The five asynchronous techniques we’ve explored can dramatically reshape how your AI applications manage processing time and resources. Here’s a quick recap:
asyncio.gather: This turns sequential waits into concurrent execution, cutting down the time for 100 requests from minutes to just 3–5 seconds.asyncio.as_completed: Delivers results as they’re ready, reducing perceived wait times to under a second and improving user experience.By adopting future and promise-based concurrency models, you can achieve faster response times while maintaining clean, scalable code.

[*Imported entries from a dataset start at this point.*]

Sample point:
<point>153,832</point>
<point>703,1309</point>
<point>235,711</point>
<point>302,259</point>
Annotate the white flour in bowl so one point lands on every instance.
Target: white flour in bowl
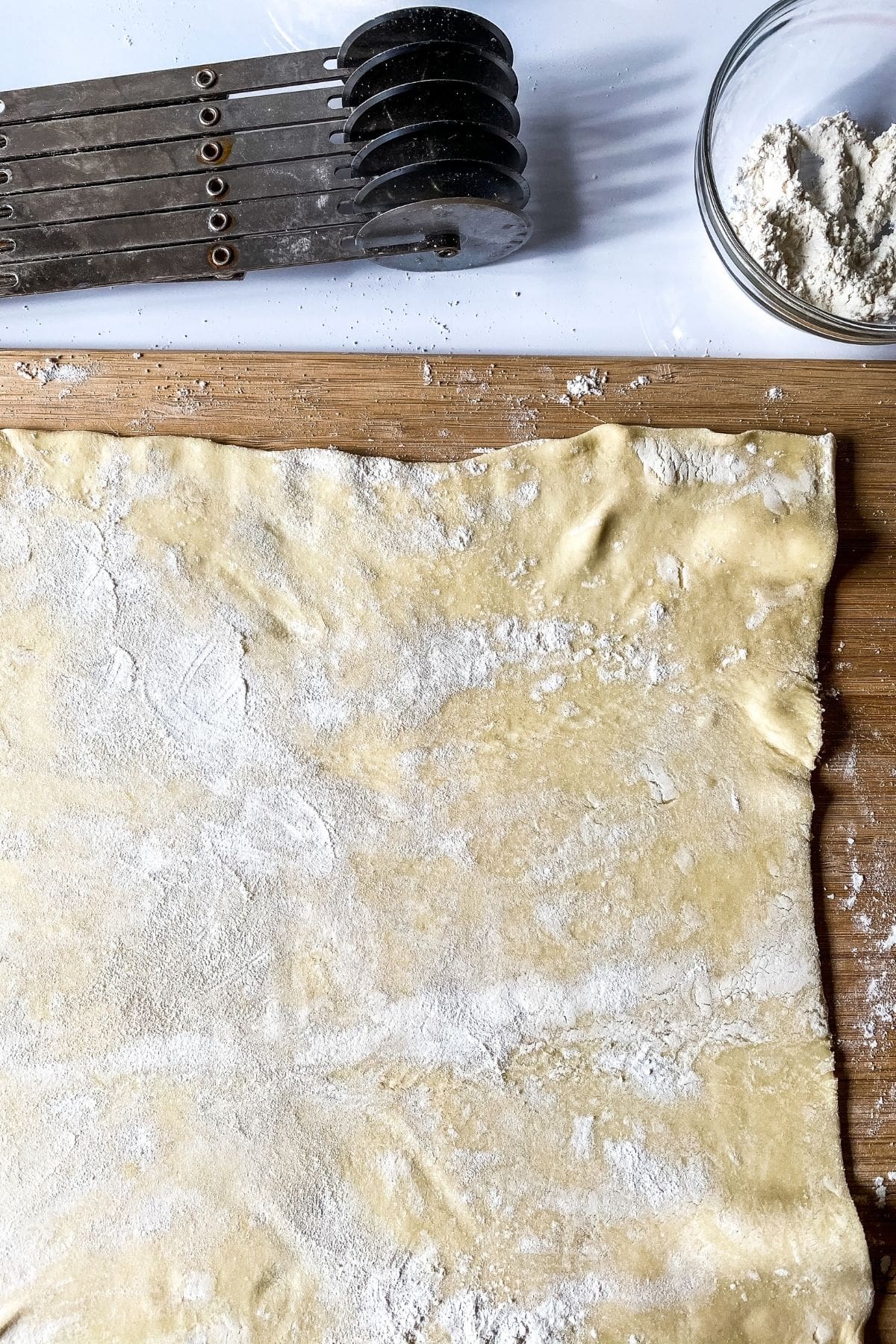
<point>817,208</point>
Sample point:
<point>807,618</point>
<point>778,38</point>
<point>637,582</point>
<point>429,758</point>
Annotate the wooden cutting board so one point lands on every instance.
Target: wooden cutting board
<point>447,408</point>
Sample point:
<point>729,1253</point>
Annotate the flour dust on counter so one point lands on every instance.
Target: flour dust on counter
<point>406,902</point>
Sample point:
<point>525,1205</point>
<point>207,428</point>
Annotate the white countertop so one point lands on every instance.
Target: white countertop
<point>610,97</point>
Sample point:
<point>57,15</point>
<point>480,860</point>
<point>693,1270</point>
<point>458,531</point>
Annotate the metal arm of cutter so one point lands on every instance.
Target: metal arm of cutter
<point>399,147</point>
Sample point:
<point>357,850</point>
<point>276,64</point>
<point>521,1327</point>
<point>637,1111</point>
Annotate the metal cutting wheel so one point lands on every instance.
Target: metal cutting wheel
<point>402,146</point>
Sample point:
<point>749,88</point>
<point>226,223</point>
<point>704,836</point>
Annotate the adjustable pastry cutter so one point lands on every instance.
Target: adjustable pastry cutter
<point>401,146</point>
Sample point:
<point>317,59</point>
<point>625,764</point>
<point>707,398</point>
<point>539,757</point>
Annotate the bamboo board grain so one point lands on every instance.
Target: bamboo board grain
<point>447,408</point>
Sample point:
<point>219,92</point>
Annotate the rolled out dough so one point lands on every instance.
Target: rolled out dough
<point>406,920</point>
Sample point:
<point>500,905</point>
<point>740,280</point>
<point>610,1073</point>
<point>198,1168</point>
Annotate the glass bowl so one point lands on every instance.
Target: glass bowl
<point>800,60</point>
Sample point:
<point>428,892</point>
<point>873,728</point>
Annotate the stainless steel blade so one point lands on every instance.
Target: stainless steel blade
<point>188,261</point>
<point>159,87</point>
<point>180,121</point>
<point>213,154</point>
<point>178,226</point>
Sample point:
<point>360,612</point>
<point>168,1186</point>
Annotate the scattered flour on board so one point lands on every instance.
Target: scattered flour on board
<point>585,385</point>
<point>52,371</point>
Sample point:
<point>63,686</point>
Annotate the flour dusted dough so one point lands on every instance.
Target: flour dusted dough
<point>406,921</point>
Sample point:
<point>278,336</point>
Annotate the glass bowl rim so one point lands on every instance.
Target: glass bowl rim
<point>741,264</point>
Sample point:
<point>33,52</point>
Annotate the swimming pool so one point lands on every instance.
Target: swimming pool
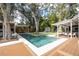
<point>38,41</point>
<point>40,44</point>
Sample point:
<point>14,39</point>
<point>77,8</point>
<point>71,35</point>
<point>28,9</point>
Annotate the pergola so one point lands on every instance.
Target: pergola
<point>68,22</point>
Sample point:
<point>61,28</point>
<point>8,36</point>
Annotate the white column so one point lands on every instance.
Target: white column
<point>3,30</point>
<point>14,28</point>
<point>71,28</point>
<point>57,31</point>
<point>78,24</point>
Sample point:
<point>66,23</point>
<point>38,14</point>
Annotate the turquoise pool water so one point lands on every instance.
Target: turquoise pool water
<point>38,41</point>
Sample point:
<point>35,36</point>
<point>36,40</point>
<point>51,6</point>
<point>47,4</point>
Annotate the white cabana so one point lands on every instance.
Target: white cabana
<point>68,22</point>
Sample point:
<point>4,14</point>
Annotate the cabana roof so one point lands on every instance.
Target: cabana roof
<point>66,22</point>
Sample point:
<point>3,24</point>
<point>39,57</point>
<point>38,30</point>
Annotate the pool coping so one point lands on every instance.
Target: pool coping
<point>41,50</point>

"The performance difference between well-structured async code and naive sequential code is frequently measured in orders of magnitude, not percentages." - EngineersOfAI
Start small: convert one high-latency endpoint to async and measure its throughput before scaling. For high-volume tasks, use semaphores to avoid overloading connection pools. When working with large datasets, implement checkpointing every 10–50 completions to ensure your job can resume seamlessly after a crash.
And here’s a pro tip: Reducing output tokens is far more impactful than trimming input tokens. Cutting output tokens by 50% slashes latency by the same amount, while reducing input tokens by 50% only improves latency by 1–5%. For routine tasks, opt for smaller and faster models like GPT-4o-mini or Claude Haiku. Finally, manage retries effectively with exponential backoff and jitter.
asyncio.gather is perfect when you need to run several tasks at the same time and want the results to be returned in the same order as the tasks were started. This makes it ideal for scenarios where maintaining the order of results is important or when you need all tasks to complete before moving forward.
On the other hand, asyncio.as_completed shines when you want to process results as soon as they are ready, without waiting for all tasks to finish. This approach works well when tasks take different amounts of time, and handling results early can enhance responsiveness or efficiency.
To steer clear of 429 errors, it's a good idea to set a semaphore limit just below your API's rate threshold. Keep an eye on system metrics like response times and error rates, and make gradual adjustments to maintain a safe margin. For instance, if the API permits 5 requests per minute, you might set your limit to 4 or 4.5 requests. Also, implementing exponential backoff retries can help your system recover smoothly when you hit those limits.
To efficiently run asynchronous RLHF (Reinforcement Learning with Human Feedback) on multiple GPUs, you’ll need to configure a few critical components:
Two key parameters you’ll want to focus on are:
max_trajectory_age_steps: Controls how long trajectories are retained.in_flight_weight_updates: Manages the number of weight updates in progress.Make sure these parameters are fine-tuned in your setup to get the best performance out of your system.